April 2014: Fruchtkörper eines Baumpilzes

Ganodermites libycus 
A. Fleischm., M. Krings, H. Mayr & Agerer, 2007
Unter- oder Mittelmiozän
(15­–19 Millionen Jahre)
Nordsahara, Libyen, Afrika

Baumpilze (Polyporales) sind ein wichtiges Element der heutigen Wald-Ökosysteme. Jeder, der schon einmal einen Waldspaziergang gemacht hat, kennt die auffälligen, teils bunten Fruchtkörper dieser Pilze, die einzeln oder zu mehreren an den Stämmen sitzen, und so wohlklingende Namen tragen wie Schmetterlingstramete, Zunderschwamm oder Lackporling. Während die Fruchtkörper außen am Stamm sitzen, damit die in ihnen gebildeten Sporen vom Wind leicht verbreitet werden können, bleibt der eigentliche Organismus im Verborgenen.

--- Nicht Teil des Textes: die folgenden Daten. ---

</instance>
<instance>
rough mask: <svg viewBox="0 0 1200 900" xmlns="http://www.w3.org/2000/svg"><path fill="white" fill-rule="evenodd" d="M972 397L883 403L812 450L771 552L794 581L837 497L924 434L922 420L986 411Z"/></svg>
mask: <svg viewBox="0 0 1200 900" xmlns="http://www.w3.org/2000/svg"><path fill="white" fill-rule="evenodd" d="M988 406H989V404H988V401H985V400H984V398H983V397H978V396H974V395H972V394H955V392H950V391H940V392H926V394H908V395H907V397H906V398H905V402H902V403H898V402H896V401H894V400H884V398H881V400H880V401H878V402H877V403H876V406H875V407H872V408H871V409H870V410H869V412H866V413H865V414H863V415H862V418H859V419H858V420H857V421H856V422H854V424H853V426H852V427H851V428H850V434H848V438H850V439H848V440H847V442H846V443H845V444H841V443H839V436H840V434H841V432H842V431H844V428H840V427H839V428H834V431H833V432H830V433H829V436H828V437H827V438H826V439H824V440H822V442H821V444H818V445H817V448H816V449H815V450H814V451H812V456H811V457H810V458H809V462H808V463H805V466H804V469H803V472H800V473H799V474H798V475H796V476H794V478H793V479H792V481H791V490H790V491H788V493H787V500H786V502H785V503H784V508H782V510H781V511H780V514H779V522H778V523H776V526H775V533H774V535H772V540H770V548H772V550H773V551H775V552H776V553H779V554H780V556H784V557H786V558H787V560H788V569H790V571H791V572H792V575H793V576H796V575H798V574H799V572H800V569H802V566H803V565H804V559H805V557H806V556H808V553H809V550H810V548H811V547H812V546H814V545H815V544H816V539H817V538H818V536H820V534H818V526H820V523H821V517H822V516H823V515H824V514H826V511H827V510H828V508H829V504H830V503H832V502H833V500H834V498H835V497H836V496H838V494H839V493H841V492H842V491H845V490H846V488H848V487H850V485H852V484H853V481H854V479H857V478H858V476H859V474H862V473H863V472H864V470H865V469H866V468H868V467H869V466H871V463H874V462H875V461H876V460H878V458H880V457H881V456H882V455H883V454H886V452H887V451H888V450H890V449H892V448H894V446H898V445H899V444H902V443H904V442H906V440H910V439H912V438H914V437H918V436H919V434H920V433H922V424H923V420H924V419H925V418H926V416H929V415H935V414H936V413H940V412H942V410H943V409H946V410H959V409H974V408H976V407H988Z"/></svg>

Seine feinen Fäden (Hyphen) leben im Inneren des Stamms und bilden im Holzgewebe ausgedehnte Geflechte (Myzele) aus. Um sich zu ernähren, zersetzen die Hyphen das Holz mit Hilfe von Enzymen. Dies tun sie auf sehr charakteristische Weise, so dass man in Holzproben befallener Bäume an der Form der Zersetzung oft bereits erkennen kann, welcher Pilz vorhanden ist. Baumpilze sind saproparasitisch, das heißt sie siedeln sowohl in lebendem als auch in totem Holz. Da nicht viele Organismen das widerstandsfähige Material Holz überhaupt abbauen können, sind Baumpilze maßgeblich für die Nährstoffumsetzung im Wald.


Die Gruppe der Basidiomyzeten (Ständerpilze), zu denen auch die Baumpilze gehören, ist fossil schlecht belegt; es wird jedoch vermutet, dass es diese Pilzgruppe seit mindestens 500 Millionen Jahren gibt. Da es Pflanzen mit Stämmen aus Holz auch schon seit etwa 380 Millionen Jahren gibt, könnte man nun spekulieren, dass sich auch die Baumpilze früh entwickelt haben. Dennoch kennt man keine Belege für Baumpilze aus dieser Zeit, und auch nur ganz wenige strukturbietend erhaltene Hölzer (Kieselhölzer), bei denen Symptome des Befalls durch holzzerstörende Pilze erkennbar sind. Die typischen Fruchtkörper der Baumpilze sind fossil erst seit dem jüngeren Mesozoikum (Kreide; ca. 75 Millionen Jahre) belegt; aus dem Känozoikum kennen wir eine ganze Reihe gut erhaltener Baumpilzfruchtkörper.


Unser Fossil des Monats April ist ein solcher verkieselter Baumpilzfruchtkörper, der in Unter- oder mittelmiozänen Sedimenten (15–19 Millionen Jahre) der Nordsahara in Libyen (Nordafrika) gefunden wurde. Das Fossil war ursprünglich in etwa halbkreisförmig, 10 cm breit, 8 cm lang und bis zu 4 cm dick; für die Dünnschliffherstellung und wissenschaftliche Bearbeitung wurde das Stück nachträglich zerteilt. An welchem Baum dieser Pilz einmal gesessen hat, lässt sich nicht sagen. Auf der Oberseite des Fruchtkörpers erkennt man eine feine radiale Streifung und mehrere Zuwachszonen, die darauf hindeuten, dass der Fruchtkörper mehrjährig war. Auf der Unterseite befindet sich man das Hymenium (die Fruchtschicht), welches aus einer Vielzahl mikroskopisch kleiner Röhren besteht, die über runde Poren mit der Oberfläche verbunden sind. In den Röhren werden an speziellen Strukturen (den Basidien) die Sporen in großer Zahl gebildet. Sobald die Sporen reif sind, werden sie über die Poren entlassen und vom Wind verbreitet. 


Die charakteristische Morphologie des Fruchtkörpers und die Form der Sporen, die man in Dünnschliffen des Hymeniums gut erkennen kann, ermöglichen es, das Fossil systematisch zuordnen. Es handelt sich um einen Vertreter aus der Familie der Lackporlingsverwandten (Ganodermataceae), die auch heute noch mit ca. 250 Arten auf Laub- und Nadelbäumen weltweit verbreitet sind. Einige Arten werden als Heilpilze in der begleitenden Krebstherapie, bei Nervenschwäche, Schlafstörungen, Herz-Kreislaufproblemen, Allergien und Asthma eingesetzt. Eine Art, Ganoderma lucidum, wird „Pilz der Unsterblichkeit“ genannt, weil man glaubt, dass er bei regelmäßiger Einnahme Alterungsprozesse erheblich verlangsamen kann.